Guilty pleasures: Marcos Mantis

| 17 Oct 2018
Classic & Sports Car – Guilty pleasures: Marcos Mantis

I get to see lots of and lots of desirable machinery in my line of business, but one of the few cars that has merited a picture on my iPhone recently was a Marcos Mantis, the Wiltshire sports car maker’s one and only foray into the world of four seaters.

I have had a ‘thing’ about these cars for years, which is not the same as actually wanting one necessarily… and yet looking at that red example parked in the outfield at the Le Mans Classic (could it be the same one I drove for C&SC in the early ’90s?) I almost thought I really did want one, even though I know I should probably content myself with buying a brochure or reading an old road test.

That normally cures me of these fleeting romances, but the trouble is nobody ever seems to have done a proper test on a Mantis (which should not be confused, incidentally, with the mid-engined sports racing car of the same name).

In fact, it was only when sitting down to write this that I realised how little I know about these cars, beyond the fact that they only made 32 and they all had a Triumph 2.5Pi/TR6 engine and box.

Classic & Sports Car – Guilty pleasures: Marcos Mantis

They were allegedly very aerodynamic and I have heard talk of 140mph top speeds, but who knows?

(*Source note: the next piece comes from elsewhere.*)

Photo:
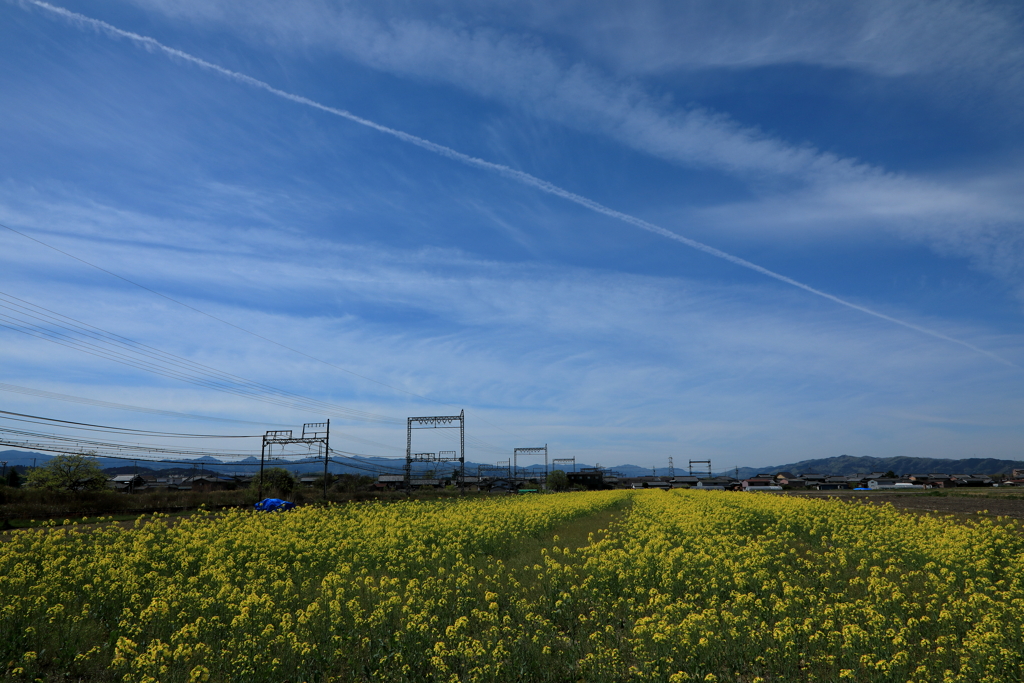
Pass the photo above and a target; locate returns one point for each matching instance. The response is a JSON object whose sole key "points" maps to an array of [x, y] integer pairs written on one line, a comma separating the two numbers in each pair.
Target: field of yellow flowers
{"points": [[679, 586]]}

The Capri back axle is a clue to the fact that the original plan had been to use a Ford V6 engine and box, but that idea was scuppered by the USA’s new emissions regulations; later they finished Marcos off by impounding 25 unpaid for cars in customs, but that’s another story.

The 1968 Mantis is a very British but ingenious take on the Lamborghini Espada concept of a low-slung grand touring car with four proper seats.

It is attributed to Dennis Adams – creator of the classic two-seater Marcos – but I suspect it lost something in translation into a production car. Is it ugly? I prefer ‘not conventionally attractive’: yet there is something about its bug-eyed nose, its heavily bowed screen pillars and rakish profile of juxtaposed shut lines that is curiously engaging and strangely futuristic.

I don’t think a Mantis appeared in a single film or TV series, but it could easily be a vehicle out of UFO, that early-’70s Gerry Anderson production (with real people acting wooden, rather than wooden puppets) set in a future 10 years hence, where everyone drove nuclear-powered cars with gullwing doors.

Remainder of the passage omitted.